New Street Clashes Rock Sudan’s Capital As UN Slams Coup

Sudanese security forces fired tear gas to disperse angry protesters on Thursday who are furious over a military coup that derailed a fragile transition to democracy.

Africa Today News, New York reports that while street violence rocked Khartoum for the fourth day, the UN Security Council appealed to Sudan’s new military rulers to restore the civilian-led government they toppled on Monday.

The council had in a unanimous decision passed statement expressed ‘serious concern’ about the army power grab in the poverty-stricken Northeast African nation and urged all sides “to engage in dialogue without pre-conditions’.

General Abdel Fattah al-Burhan — Sudan’s de facto leader since the 2019 ouster of veteran autocrat Omar al-Bashir after huge youth-led protests — on Monday dissolved the country’s fragile government.

Read Also: Sudan Security Moves To Break Up Protests

While the civilian leader, Prime Minister Abdalla Hamdok, has been under effective house arrest, the capital has been rocked by days of unrest and is bracing for major demonstrations on Saturday.

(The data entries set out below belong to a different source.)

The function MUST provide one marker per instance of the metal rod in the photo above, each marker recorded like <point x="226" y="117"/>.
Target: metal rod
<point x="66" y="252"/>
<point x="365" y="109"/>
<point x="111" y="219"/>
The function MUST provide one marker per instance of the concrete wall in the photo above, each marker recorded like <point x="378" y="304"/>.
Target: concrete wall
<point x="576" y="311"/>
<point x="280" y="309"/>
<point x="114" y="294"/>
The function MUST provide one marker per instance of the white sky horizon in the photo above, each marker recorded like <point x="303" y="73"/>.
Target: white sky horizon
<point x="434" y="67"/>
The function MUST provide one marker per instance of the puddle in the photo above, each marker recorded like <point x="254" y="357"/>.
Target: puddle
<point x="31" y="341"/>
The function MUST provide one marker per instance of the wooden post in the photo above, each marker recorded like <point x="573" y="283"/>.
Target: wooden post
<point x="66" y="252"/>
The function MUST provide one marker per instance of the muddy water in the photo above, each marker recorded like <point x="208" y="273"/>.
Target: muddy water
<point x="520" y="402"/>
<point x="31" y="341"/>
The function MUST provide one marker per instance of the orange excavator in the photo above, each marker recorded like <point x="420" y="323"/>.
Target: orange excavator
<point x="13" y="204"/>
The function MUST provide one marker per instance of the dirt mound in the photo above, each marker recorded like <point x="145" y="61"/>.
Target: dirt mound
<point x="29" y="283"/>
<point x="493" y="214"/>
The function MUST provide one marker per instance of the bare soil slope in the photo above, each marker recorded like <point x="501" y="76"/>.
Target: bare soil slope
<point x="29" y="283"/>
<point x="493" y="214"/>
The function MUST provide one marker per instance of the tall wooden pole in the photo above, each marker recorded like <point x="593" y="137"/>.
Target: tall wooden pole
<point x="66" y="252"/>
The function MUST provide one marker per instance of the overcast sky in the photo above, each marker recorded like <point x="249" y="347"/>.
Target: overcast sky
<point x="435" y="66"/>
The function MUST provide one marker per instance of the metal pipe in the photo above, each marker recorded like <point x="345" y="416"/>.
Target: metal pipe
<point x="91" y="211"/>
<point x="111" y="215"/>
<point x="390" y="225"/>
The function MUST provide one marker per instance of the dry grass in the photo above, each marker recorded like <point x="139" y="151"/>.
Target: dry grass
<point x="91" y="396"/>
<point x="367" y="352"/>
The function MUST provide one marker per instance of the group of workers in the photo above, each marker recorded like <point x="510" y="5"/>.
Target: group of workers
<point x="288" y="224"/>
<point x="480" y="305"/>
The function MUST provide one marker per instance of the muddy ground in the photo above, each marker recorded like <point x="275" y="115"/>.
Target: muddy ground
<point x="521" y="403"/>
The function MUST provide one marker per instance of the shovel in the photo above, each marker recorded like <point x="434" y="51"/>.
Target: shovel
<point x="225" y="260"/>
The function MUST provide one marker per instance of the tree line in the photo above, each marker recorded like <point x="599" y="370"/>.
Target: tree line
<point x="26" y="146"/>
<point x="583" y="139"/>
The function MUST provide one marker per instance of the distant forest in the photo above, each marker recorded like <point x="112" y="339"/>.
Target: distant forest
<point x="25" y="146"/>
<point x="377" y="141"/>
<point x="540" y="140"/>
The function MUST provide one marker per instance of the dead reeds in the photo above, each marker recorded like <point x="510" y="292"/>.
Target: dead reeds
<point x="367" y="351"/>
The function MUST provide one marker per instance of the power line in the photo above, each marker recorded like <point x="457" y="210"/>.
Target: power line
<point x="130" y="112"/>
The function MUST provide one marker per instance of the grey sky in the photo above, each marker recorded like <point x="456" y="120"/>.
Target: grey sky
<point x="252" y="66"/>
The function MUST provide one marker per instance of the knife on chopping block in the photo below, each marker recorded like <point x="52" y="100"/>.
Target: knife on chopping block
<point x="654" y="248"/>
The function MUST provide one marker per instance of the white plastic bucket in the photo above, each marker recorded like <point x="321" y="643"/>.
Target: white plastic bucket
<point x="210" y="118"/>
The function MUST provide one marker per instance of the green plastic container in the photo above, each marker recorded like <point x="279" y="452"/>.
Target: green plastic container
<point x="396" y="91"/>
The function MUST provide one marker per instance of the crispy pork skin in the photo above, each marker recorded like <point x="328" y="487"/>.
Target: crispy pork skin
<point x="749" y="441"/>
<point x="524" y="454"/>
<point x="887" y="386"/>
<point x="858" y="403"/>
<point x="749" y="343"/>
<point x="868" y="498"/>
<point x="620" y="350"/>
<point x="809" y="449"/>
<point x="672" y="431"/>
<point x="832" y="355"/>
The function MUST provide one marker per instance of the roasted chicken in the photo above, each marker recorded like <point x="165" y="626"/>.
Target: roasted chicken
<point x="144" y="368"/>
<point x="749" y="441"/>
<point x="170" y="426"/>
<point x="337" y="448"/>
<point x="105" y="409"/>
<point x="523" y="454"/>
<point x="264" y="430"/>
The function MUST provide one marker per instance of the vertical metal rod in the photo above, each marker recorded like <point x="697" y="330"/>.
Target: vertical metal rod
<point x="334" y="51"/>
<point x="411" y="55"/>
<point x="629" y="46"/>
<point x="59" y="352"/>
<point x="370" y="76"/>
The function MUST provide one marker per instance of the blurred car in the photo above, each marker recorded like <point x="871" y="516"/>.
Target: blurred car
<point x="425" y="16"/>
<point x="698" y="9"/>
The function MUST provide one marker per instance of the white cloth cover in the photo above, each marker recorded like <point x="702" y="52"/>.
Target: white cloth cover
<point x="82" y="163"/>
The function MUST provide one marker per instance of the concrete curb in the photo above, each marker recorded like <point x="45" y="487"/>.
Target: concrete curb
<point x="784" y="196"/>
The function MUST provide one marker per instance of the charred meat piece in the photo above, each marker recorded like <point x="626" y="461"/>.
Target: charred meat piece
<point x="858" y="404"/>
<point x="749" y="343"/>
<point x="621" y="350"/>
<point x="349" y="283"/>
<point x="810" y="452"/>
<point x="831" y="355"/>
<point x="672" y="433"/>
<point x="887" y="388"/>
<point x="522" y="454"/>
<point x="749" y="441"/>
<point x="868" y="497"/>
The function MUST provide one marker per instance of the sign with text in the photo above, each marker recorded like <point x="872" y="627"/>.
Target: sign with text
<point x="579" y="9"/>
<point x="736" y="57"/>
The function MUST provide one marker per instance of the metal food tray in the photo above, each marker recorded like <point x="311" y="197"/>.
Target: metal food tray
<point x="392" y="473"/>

Roads have been blocked by barricades of rocks, debris, and burning car tyres that have sent black smoke billowing into the sky, while most shops have been shuttered in a campaign of civil disobedience.

‘We do not want military power, we want a free democratic life in this country,‘ said one protester, who asked not to be named.

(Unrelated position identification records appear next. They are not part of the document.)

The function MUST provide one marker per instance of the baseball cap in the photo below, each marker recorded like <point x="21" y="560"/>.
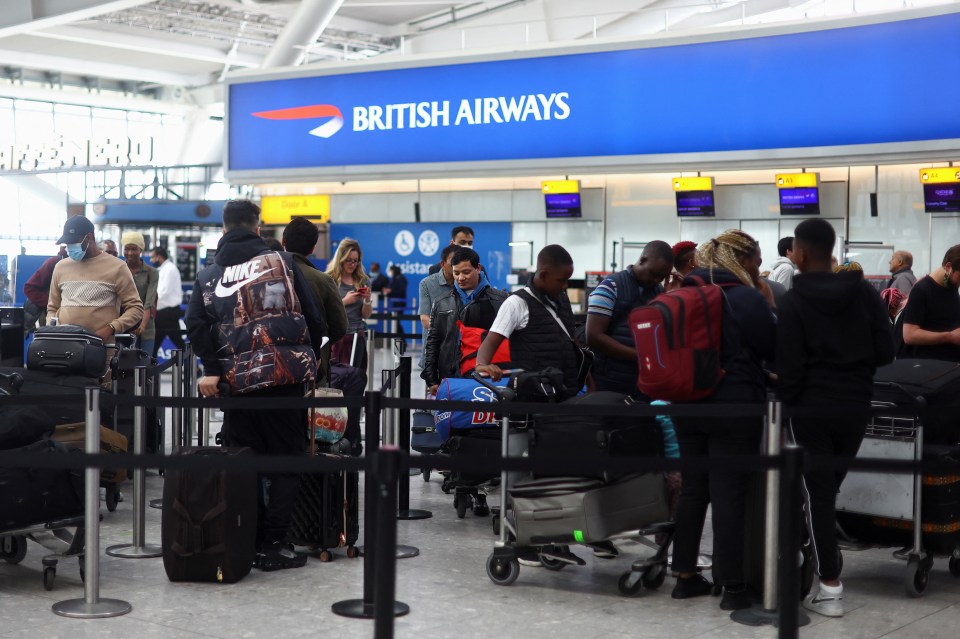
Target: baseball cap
<point x="75" y="229"/>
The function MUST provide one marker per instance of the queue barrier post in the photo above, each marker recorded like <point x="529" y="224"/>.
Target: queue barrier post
<point x="791" y="618"/>
<point x="177" y="392"/>
<point x="403" y="442"/>
<point x="389" y="463"/>
<point x="364" y="608"/>
<point x="138" y="549"/>
<point x="91" y="606"/>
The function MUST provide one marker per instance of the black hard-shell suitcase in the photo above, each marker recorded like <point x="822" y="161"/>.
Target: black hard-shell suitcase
<point x="595" y="437"/>
<point x="53" y="385"/>
<point x="209" y="521"/>
<point x="67" y="350"/>
<point x="34" y="496"/>
<point x="327" y="514"/>
<point x="934" y="384"/>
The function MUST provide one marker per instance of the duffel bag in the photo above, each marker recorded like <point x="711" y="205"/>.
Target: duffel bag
<point x="67" y="349"/>
<point x="464" y="390"/>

At least seven protesters were reported dead by local morgues on Monday, and an unspecified number of corpses have been delivered since, say health officials.

The latest street clashes on Thursday rocked the restive eastern Khartoum district of Burri.

The coup was the latest to have hit the country which has experienced only rare democratic interludes since independence in 1956.

The World Bank and the United States have frozen aid and denounced the army’s power grab, while the African Union has suspended Sudan’s membership over what it termed the ‘unconstitutional’ takeover.